- A still of Xtravaganza from Paris is Burning
- Born: October 17, 1964 New York City, U.S.
- Died: March 31, 1993 (aged 28) New York City, U.S.
- Occupation: Performer
- Notable work: Paris Is Burning

= Angie Xtravaganza =

Transgender performer in the New York ball scene

Angie Xtravaganza (October 17, 1964 – March 31, 1993) was a co-founder and Mother of the House of Xtravaganza. A prominent transgender performer in New York City's gay ball culture, Xtravanganza featured in the acclaimed 1990 documentary film Paris is Burning.

== Early life ==
Xtravaganza was born in New York City, one of 13 children born to a Puerto Rican-American family in the South Bronx. From the age of 13, she nurtured a family of "children" on the Christopher Street piers and Times Square, primarily made up of those who had been rejected by their own families; they referred to her as "Ma". Xtravaganza ran away from home when she was 14 years old, and began doing drag and competing in balls in 1980 at the age of 16. It was on the Christopher Street piers where she first met Hector Xtravaganza, with whom she would later found their eponymous house.

== House of Xtravaganza ==
In 1982, the House of Xtravaganza was founded with Xtravaganza taking on the role of House Mother. As House Mother, Xtravaganza set high standards for performance and personal conduct requirements. Some of her other responsibilities included helping her house children select their outfits and shoes for balls, as well as simply navigating being gay in an unaccepting world without the support of their families. Xtravaganza took in many rejected and homeless children under her wing and fed them, as well as celebrated birthdays and holidays with them. She also taught them all about “walking the balls” and the nuances of the New York ball scene. Xtravaganza would also attempt to educate her “children” along with others on the highly stigmatized and still misunderstood HIV/AIDS disease. Having seen many friends and House members lose their battles with the disease, Xtravaganza advocated for more attention towards it as the illness ravaged her community.

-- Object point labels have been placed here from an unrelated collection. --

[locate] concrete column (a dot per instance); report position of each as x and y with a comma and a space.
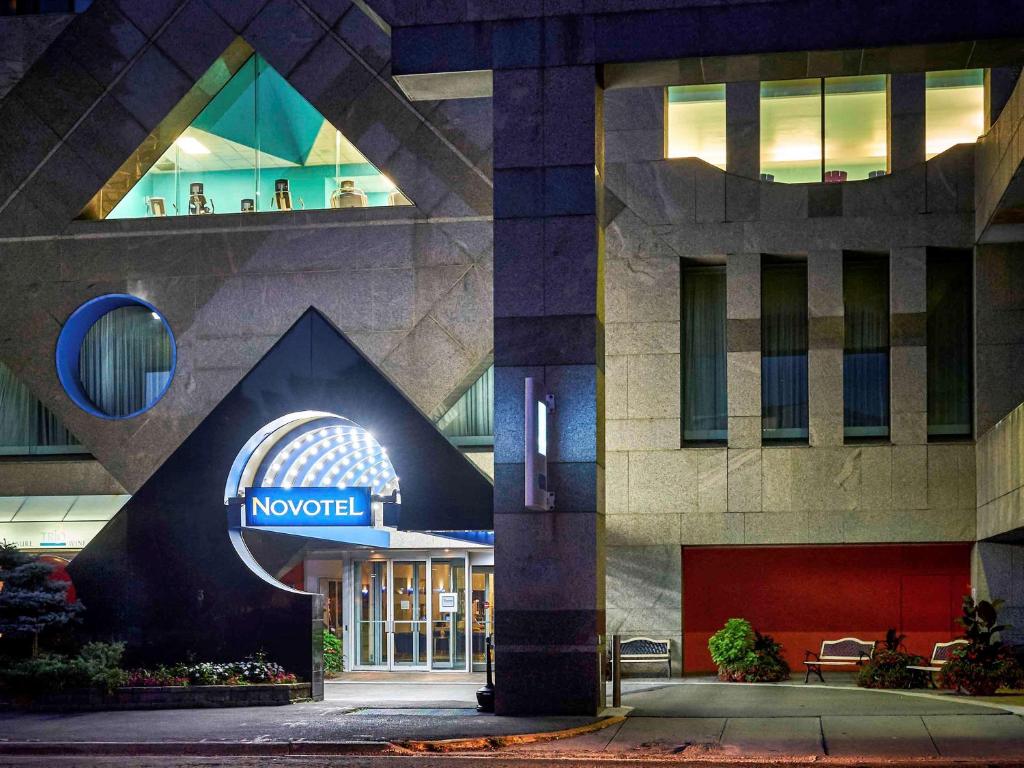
999, 83
908, 353
742, 128
549, 324
906, 120
742, 280
824, 354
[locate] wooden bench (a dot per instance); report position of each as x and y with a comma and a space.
641, 649
847, 651
941, 653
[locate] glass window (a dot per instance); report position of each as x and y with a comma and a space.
865, 354
783, 350
954, 109
126, 360
695, 123
705, 410
856, 132
27, 426
257, 145
949, 343
791, 130
470, 420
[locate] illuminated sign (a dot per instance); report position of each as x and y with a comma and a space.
307, 506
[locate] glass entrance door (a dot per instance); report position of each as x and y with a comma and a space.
409, 611
448, 579
371, 608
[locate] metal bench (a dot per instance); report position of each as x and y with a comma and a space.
941, 653
847, 651
645, 649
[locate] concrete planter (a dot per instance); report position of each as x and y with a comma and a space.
165, 697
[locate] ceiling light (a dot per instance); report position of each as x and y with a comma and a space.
192, 145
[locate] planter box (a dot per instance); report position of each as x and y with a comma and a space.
166, 697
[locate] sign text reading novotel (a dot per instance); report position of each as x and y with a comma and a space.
275, 506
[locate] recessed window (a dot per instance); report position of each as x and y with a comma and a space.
950, 344
27, 426
116, 356
823, 129
704, 354
783, 350
954, 109
865, 353
695, 123
257, 145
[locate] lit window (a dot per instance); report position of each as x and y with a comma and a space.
954, 109
116, 356
696, 123
783, 350
257, 145
791, 130
949, 343
865, 353
705, 397
855, 125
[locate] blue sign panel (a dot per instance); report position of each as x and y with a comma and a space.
280, 507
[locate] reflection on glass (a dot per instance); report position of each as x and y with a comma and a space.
865, 355
258, 145
783, 351
370, 603
791, 129
449, 628
954, 109
856, 135
483, 611
125, 360
705, 409
696, 123
409, 606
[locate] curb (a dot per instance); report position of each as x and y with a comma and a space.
479, 743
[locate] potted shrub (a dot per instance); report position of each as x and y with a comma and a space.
888, 668
745, 655
984, 665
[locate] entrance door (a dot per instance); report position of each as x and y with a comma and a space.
409, 611
371, 608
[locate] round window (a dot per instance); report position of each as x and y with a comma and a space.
116, 356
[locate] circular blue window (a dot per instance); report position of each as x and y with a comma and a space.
116, 356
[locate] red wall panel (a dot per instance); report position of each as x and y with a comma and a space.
803, 595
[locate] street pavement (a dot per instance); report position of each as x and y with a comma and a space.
678, 721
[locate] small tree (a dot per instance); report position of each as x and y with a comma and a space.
31, 600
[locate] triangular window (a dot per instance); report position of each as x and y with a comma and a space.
469, 422
27, 426
243, 140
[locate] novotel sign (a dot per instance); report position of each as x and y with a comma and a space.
302, 506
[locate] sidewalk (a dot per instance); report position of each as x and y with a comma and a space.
690, 721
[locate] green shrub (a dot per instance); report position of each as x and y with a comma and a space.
732, 646
333, 658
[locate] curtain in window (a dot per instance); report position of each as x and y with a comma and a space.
125, 360
705, 404
27, 425
471, 416
783, 351
949, 343
865, 358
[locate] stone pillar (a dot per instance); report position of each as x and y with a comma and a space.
742, 128
908, 353
906, 120
549, 566
999, 83
824, 353
742, 279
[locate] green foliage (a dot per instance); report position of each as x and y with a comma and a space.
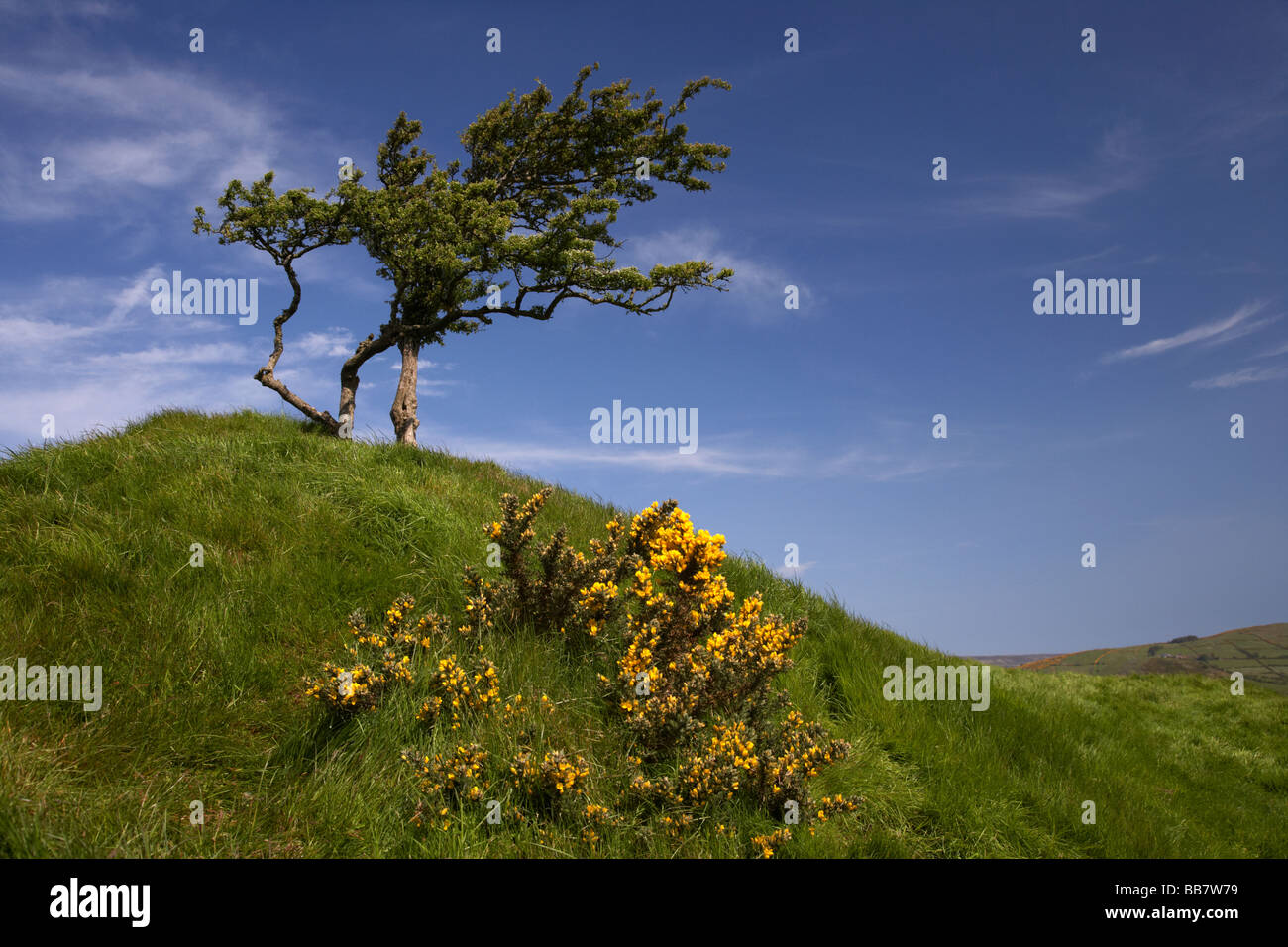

Ballroom culture served as a safe haven for LGBTQ+ individuals, including those of color or those taken in by Xtravaganza that were rejected by their families. The House was notable for being the first primarily Latino house within the ball sphere, and was made partially in response to discrimination against Latino performers in the scene at that time. The House of Xtravaganza heavily influenced the New York City gay ball culture, with Xtravanganza becoming known as one of the "terrible five", the five reigning house mothers of the ball world, alongside Dorian Corey, Pepper LaBeija, Avis Pendavis, and Paris Dupree. Under Xtravaganza’s leadership, the House won several accolades and ball titles, cementing a legacy early on in the scene. As a result of her profile, Xtravangaza featured in the 1988 article "The Slap of Love" by Pulitzer Prize-winning author Michael Cunningham, as well as the 1990 documentary film Paris is Burning directed by Jennie Livingston. Xtravaganza's notable drag children included Danni and Venus Xtravaganza, whose life and murder was featured in Paris is Burning. Venus was Xtravaganza’s right hand in the House and her main daughter. After Venus’ death, Xtravaganza claimed that her murder was an unfortunate reality, and simply “part of life being a transsexual in the city”.

== Death and legacy ==
Xtravaganza was diagnosed with AIDS in 1991 and subsequently developed Kaposi's sarcoma, for which she received chemotherapy. Due to the aggressive stage of the disease, Xtravaganza ceased her hormone usage while receiving her cancer treatment. Despite her illness, Xtravaganza continued to care for her children. Xtravaganza died at the height of the AIDS crisis in New York City in 1993 at the age of 28 from AIDS-related liver disease, although it has also been speculated that her liver problems stemmed from her long-term use of black market hormones. At the time of her death, Xtravaganza’s body was covered with lesions as a result of the cancer.

Over 100 mourners attended Xtravaganza’s funeral, sharing the sentiment that “voguing and ecstatic, elaborate balls, had died along with Angie”. Xtravaganza was cremated and her ashes returned to her family, who buried them under her birth name. Three weeks later, The New York Times published an article about the ball scene, featuring a photograph of Xtravaganza with the headline "Paris Has Burned", recounting the untimely deaths of many of its central personalities, including Xtravaganza. In 1994, Junior Vasquez released a single entitled "X" which was dedicated to Xtravaganza.